The authors of this study found that probing for past-tense grammar was an effective way to screen for language disorder in kindergarten students. Specifically, they gave a large group of kindergarten students a screener of grammatical tense marking— the Rice Wexler Test of Early Grammatical Impairment (TEGI) Screening Test—which included past tense and third-person singular probes. Only the past-tense probes resulted in a failure rate close to 30%, showing their potential use as an effective screening tool. If children* fail past-tense probes, this is a red flag and tells us that close monitoring or a formal evaluation may be the next appropriate step.

The students were also screened for nonverbal intelligence, articulation, and emergent literacy skills. Interestingly, the children who failed the past-tense probe often had age-appropriate skills in these areas. What does this tell us? We can’t rely on screeners of related skills to identify children at risk for language disorder—we have to screen oral language directly. If we don’t, we may miss kids who fly under the radar due to their relatively stronger articulation or literacy abilities.

Want to know the best part? The TEGI Screening Test is FREE and available here!

*One very important note: the TEGI is only valid for children who speak Standard (Mainstream) American English. Students who speak African American English or Spanish-influenced English should not be screened with this tool. Check out this review for an alternative.

Weiler, B., Schuele, C. M., Feldman, J. I., & Krimm, H. (2018). A multiyear population-based study of kindergarten language screening failure rates using the Rice Wexler Test of Early Grammatical Impairment. Language, Speech, and Hearing Services in Schools. doi: 10.1044/2017_LSHSS-17-0071.

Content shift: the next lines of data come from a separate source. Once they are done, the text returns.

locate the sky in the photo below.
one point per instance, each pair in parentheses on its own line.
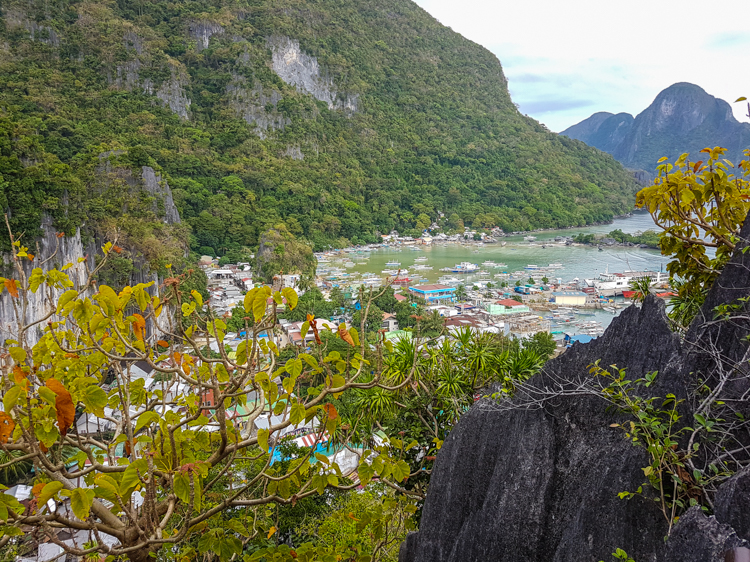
(565,60)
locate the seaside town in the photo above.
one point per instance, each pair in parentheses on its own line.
(485,296)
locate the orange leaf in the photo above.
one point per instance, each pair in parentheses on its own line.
(139,326)
(331,411)
(18,374)
(10,284)
(66,410)
(7,425)
(345,335)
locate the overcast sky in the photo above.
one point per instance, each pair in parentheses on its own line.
(565,60)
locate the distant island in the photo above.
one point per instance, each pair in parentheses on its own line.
(682,118)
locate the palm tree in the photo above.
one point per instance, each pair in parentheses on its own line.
(642,288)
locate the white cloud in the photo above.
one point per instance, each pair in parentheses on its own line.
(567,60)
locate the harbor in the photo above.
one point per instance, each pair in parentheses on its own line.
(532,269)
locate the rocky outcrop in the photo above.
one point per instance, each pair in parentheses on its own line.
(163,202)
(202,31)
(302,71)
(682,118)
(536,479)
(57,252)
(293,152)
(256,105)
(700,538)
(42,33)
(172,94)
(732,502)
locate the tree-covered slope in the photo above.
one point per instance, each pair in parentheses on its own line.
(682,118)
(335,117)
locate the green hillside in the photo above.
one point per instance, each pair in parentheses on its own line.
(338,118)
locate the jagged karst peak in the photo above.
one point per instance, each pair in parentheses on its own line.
(682,118)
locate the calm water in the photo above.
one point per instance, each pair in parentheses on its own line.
(578,261)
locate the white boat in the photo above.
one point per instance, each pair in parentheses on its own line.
(464,267)
(613,284)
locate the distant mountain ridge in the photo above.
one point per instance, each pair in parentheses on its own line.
(682,118)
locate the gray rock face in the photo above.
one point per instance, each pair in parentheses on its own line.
(159,188)
(682,118)
(256,106)
(701,539)
(44,34)
(293,152)
(302,71)
(732,504)
(172,94)
(202,31)
(59,251)
(537,480)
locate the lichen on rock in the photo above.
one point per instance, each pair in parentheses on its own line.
(302,71)
(256,105)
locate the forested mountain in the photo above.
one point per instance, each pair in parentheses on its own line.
(682,118)
(338,118)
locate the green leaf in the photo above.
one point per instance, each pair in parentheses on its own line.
(36,279)
(291,297)
(66,298)
(95,399)
(260,302)
(49,490)
(198,298)
(130,480)
(182,487)
(263,435)
(247,302)
(18,354)
(146,418)
(80,502)
(11,397)
(297,413)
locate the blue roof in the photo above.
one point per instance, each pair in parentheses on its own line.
(582,338)
(569,294)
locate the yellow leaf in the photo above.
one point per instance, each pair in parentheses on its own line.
(139,326)
(345,335)
(66,410)
(10,285)
(7,425)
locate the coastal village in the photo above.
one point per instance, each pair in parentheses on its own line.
(486,296)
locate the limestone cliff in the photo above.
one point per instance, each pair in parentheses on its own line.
(682,118)
(537,479)
(302,71)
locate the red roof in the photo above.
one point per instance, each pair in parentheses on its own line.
(509,302)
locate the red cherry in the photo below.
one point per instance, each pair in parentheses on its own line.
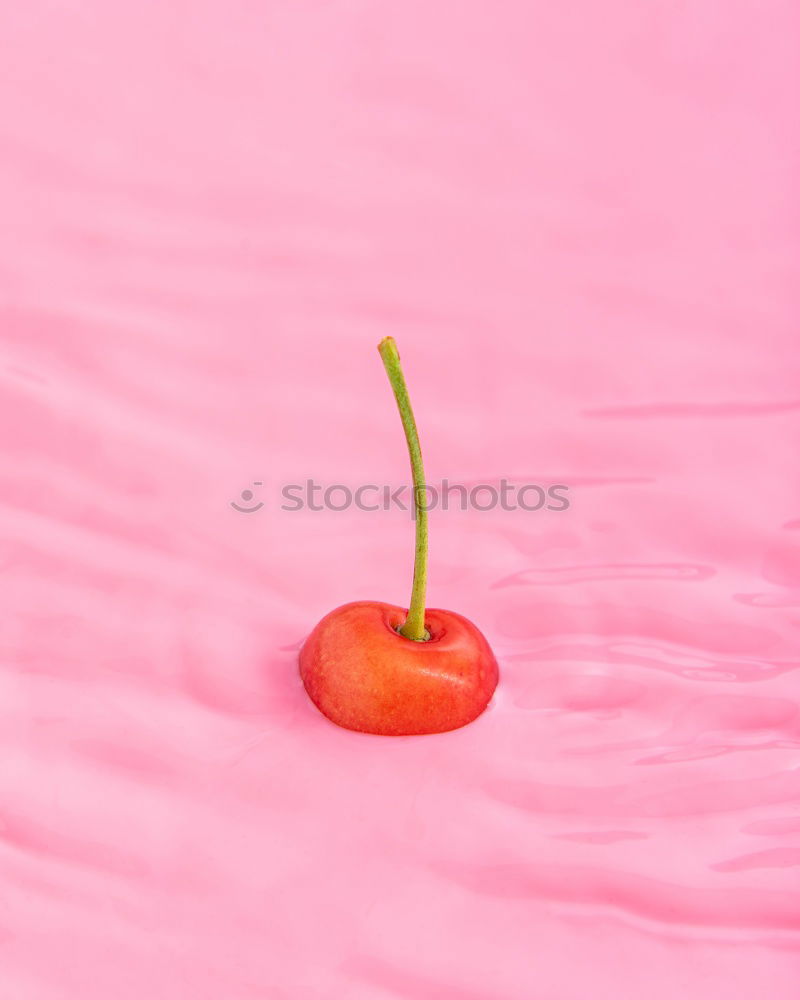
(378,669)
(363,675)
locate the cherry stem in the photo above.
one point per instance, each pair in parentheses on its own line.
(414,625)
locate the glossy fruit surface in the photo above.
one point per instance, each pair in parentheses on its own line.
(363,675)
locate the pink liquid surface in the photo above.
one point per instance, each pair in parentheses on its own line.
(580,223)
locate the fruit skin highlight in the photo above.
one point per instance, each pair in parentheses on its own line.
(378,668)
(363,675)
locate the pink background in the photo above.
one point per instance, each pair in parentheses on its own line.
(580,222)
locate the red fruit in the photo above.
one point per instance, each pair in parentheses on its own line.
(363,675)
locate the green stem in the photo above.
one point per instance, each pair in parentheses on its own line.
(414,625)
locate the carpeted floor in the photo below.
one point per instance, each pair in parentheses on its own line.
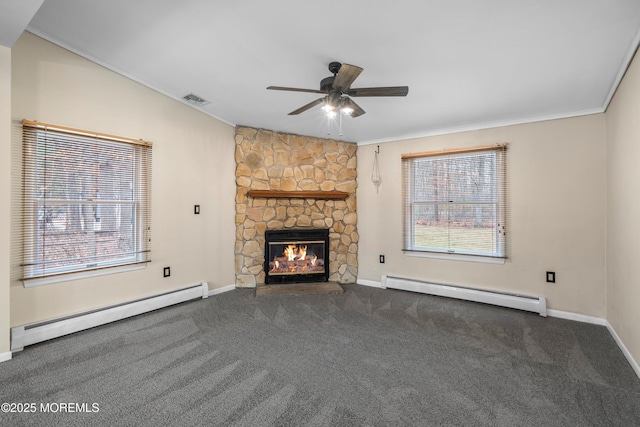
(365,357)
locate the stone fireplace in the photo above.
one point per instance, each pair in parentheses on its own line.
(293,182)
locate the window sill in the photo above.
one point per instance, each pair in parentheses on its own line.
(455,257)
(81,275)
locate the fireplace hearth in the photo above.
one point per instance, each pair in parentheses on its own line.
(296,256)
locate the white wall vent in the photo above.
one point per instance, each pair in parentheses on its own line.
(195,100)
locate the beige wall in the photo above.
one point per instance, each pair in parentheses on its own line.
(557,222)
(623,210)
(5,185)
(193,163)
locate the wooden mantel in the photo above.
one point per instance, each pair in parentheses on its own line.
(299,194)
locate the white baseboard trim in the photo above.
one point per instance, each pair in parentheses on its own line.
(625,351)
(221,290)
(370,283)
(562,315)
(577,317)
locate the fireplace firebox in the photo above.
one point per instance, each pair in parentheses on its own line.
(296,255)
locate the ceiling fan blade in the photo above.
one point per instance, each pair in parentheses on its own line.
(295,89)
(379,91)
(346,76)
(306,107)
(357,110)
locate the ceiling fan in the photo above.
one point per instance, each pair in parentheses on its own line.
(337,90)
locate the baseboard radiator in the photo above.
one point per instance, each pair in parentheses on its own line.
(22,336)
(520,302)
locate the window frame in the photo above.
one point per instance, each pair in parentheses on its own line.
(35,271)
(498,254)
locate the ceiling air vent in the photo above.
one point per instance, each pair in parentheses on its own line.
(195,100)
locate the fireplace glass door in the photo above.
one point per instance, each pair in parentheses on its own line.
(296,256)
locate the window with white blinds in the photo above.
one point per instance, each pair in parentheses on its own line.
(86,201)
(455,201)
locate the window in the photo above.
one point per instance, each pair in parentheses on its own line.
(455,201)
(86,201)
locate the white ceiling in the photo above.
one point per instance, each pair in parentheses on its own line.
(469,64)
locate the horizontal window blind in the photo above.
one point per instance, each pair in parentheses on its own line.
(456,201)
(86,201)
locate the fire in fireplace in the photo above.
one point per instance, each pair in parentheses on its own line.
(296,255)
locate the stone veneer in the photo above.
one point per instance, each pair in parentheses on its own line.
(268,160)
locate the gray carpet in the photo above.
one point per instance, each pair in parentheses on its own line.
(365,357)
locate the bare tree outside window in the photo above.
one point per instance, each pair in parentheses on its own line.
(86,202)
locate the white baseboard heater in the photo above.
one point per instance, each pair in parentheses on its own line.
(520,302)
(22,336)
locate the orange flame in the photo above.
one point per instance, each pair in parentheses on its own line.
(293,252)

Teacher ratings as a language screening for dialect speakers

In the last review, we shared research on a potentially valid tool to screen Mainstream English-speaking kindergarteners for language disorders. But what about our kiddos who speak other dialects of English, like African American English (AAE) or Southern White English (SWE)? In this study, researchers gave a group of AAE- and SWE-speaking kindergarteners a handful of language and literacy screeners, to see which one(s) could best identify possible language disorders, while avoiding “dialect effects.”

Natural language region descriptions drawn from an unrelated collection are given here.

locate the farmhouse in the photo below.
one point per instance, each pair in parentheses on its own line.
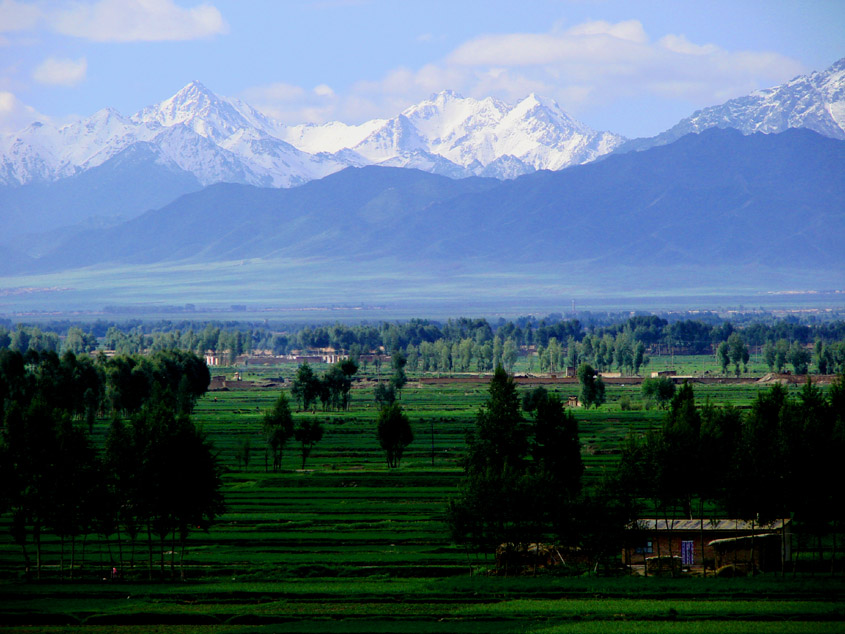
(721,542)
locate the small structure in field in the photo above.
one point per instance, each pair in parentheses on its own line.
(711,543)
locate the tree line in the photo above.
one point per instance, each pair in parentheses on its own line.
(156,478)
(464,344)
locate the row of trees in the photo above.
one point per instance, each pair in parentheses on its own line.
(522,466)
(157,475)
(331,389)
(460,344)
(522,471)
(778,460)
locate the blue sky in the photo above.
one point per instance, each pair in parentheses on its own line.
(634,68)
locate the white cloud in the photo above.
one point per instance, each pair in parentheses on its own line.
(18,16)
(274,92)
(16,115)
(138,21)
(61,72)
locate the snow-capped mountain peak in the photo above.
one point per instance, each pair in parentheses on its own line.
(217,138)
(815,101)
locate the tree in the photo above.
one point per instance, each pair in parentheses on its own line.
(737,351)
(278,428)
(306,387)
(308,433)
(661,389)
(394,433)
(592,386)
(640,357)
(799,357)
(499,437)
(384,394)
(398,379)
(723,356)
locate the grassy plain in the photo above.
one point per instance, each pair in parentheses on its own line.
(346,545)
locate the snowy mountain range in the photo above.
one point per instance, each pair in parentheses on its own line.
(218,139)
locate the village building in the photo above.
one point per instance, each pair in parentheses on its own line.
(712,543)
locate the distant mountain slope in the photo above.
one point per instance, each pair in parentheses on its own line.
(717,198)
(815,102)
(325,218)
(133,181)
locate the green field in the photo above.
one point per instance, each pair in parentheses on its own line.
(346,545)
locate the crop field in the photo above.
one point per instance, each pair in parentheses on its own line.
(347,545)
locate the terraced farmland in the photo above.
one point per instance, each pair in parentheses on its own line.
(347,545)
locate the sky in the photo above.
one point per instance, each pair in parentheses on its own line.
(631,67)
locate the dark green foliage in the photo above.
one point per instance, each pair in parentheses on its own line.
(661,389)
(384,394)
(308,432)
(499,437)
(277,426)
(799,357)
(306,387)
(592,386)
(398,379)
(522,480)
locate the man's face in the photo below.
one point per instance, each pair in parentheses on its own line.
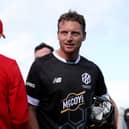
(42,52)
(70,36)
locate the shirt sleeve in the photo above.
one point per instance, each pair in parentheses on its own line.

Their most successful screener (and TISLP’s winner for best acronym of the month) was the TROLL, or Teacher Rating of Oral Language and Literacy—available here for free. And yes, that’s a teacher questionnaire, rather than another individually-administered assessment for our students who spend so much time testing already. Importantly, the teachers completed the ratings at the end of the kindergarten year, not the beginning, so they had time to really get to know the students and their abilities.

The researchers calculated a new cut score of 89 for this population, since the TROLL itself only suggests cut scores through age 5. This resulted in sensitivity of 77% for identification of language disorders. Now, 77% isn’t really high enough—we want a minimum of 80 for a good screener. But it may be a starting place until better tools come our way.

Gregory, K. D., & Oetting, J. B. (2018). Classification Accuracy of Teacher Ratings When Screening Nonmainstream English-Speaking Kindergartners for Language Impairment in the Rural South. Language, Speech, and Hearing Services in Schools. doi: 10.1044/2017_LSHSS-17-0045.


Using group screening to find students at risk of DLD and dyslexia

If you work in a school that uses a response to intervention (RtI) framework, you can probably relate to the balancing act associated with screening: you want to use tools that accurately identify students needing additional assessment, but that also make good use of your time and are relatively easy to administer.

What if you could screen a whole class at the same time?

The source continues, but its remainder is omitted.